Hīkoi protesting the Treaty Principles Bill

mi were hīkoi protests in New Zealand against the Treaty Principles Bill that occurred from 10 November to 19 November 2024. The bill would have redefined the principles of the Treaty of Waitangi.

The bill was introduced in November 2024 by the right-wing coalition government as a key policy goal of David Seymour (leader of the libertarian ACT party). Seymour rejected the idea that the Treaty of Waitangi was a partnership between the New Zealand Crown and Māori iwi. He also argued that the original treaty did not sufficiently define the legal rights of New Zealanders, and that this had never been rectified. Seymour is himself of Māori descent.

The bill provoked opposition from several disparate groups, including senior lawyers, opposition parties and supporters of Māori rights. Opponents argue that Māori rights would be eroded and that insufficient consultation took place; proponents say the bill would enshrine equal rights for all New Zealanders regardless of ethnicity. The other two parties in government, National and New Zealand First, have distanced themselves from it. They maintained that they would vote it down at the second reading while Seymour suggested they may support the bill following the select committee process.

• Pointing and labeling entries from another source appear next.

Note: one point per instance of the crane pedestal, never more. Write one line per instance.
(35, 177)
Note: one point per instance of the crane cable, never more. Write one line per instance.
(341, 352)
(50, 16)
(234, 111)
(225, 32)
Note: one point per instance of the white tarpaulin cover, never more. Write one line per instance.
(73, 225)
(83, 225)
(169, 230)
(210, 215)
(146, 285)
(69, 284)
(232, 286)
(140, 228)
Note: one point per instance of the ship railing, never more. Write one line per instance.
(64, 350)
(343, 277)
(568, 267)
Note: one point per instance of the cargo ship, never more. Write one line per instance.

Members of Parliament performed a haka in the House of Representatives, which delayed the bill's first reading. The hīkoi took place the same week and traversed the length of the country. By the time it reached the capital, Wellington, over 20,000 people had already marched and around 42,000 people would march in the city. Attending the march in Wellington were politicians, as well as the Māori queen, Nga wai hono i te po.

After a government committee recommended that the bill should not move forward, it was defeated at its second reading by a vote of 112-11, with only the ACT party voting in favor.

==Background==

The protests were in response to the right-wing coalition National-led Government's Treaty Principles Bill. Following the 2023 election and the formation of a National-led coalition government, ACT launched an information campaign early the following year promoting the bill. The campaign was also intended to counter a leaked Justice Ministry document which claimed that the proposed bill clashed with the text of the Treaty of Waitangi, a 1840 treaty between the Crown and over 500 Māori chiefs which created the New Zealand nation state. Opponents of the bill claim it would remove established rights from Māori citizens.

There is an English and a Māori version of the original treaty, which have differences in translation and meaning. Since 1975, Parliament, courts and the Waitangi Tribunal have looked to the wider intention of the treaty in order to define its principles. The treaty principles are not fixed and are flexible.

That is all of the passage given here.